Wills decried as wrong and unacceptable the unwholesome burning of confiscated oil vessels by military personnel in the high seas, asserting that it was not only an economic loss but constituted another form of environmental disaster.
“Nigeria is the textbook example of regulatory capture because the regulators are structurally ill equipped, and wondered why whenever there was a spill it was the regulated that provided logistics for the regulators to visit the site.
Wills summed up his remarks by stating that “For us to mitigate blow outs, spills and fire disasters in our communities we must make our country realise that there cannot be a country without communities.”
In his welcome address, the Director of the Centre, Prof. Mbee Daniel Mbee said spills and blow outs have had a devastating impact on communities and brought about untold hardship to individuals and huge losses to the nation.
He said over 60 per cent of mangroves in the Niger Delta has been wiped out by these incidents.
He said the summit aimed to promote global awareness of the problems and to articulate practical solutions through engagement with key stakeholders.

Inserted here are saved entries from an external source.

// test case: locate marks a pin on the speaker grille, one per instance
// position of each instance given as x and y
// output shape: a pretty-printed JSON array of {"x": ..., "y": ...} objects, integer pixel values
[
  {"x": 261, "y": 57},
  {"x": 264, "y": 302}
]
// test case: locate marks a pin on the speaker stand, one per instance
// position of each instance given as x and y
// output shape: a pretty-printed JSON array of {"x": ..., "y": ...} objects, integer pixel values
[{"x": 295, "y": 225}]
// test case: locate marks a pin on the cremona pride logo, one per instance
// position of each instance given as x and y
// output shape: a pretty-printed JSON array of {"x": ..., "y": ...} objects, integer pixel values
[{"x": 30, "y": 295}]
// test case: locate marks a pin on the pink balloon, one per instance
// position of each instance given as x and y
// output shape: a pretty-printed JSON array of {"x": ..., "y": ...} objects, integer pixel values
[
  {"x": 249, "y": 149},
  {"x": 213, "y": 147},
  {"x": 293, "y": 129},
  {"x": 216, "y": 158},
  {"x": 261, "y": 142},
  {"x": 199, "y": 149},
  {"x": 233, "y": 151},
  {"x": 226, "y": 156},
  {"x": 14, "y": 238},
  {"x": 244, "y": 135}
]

In his speech, the Director NEMA South South Dr Godwin Tepiko disclosed that a national risk disaster management action plan was being finalized by the agency and that when validated, it would help to reduce some of the problems faced by Nigerians
Some of the major solutions canvassed by various speakers include the deployment of technology and use of GIS remote sensing to detect and predict the impact of spill, capacity building, regulatory reforms, infrastructure investment and collaboration.
The event was graced by an impressive array of experts drawn from the University of Port Harcourt and keynote speakers from the NNPC, NEMA, AMNI International Petroleum Development Company Limited.
Highlight of the event was the award of excellence to three attendees including Wills for his unrelenting efforts to promote the environmental health of the Niger Delta.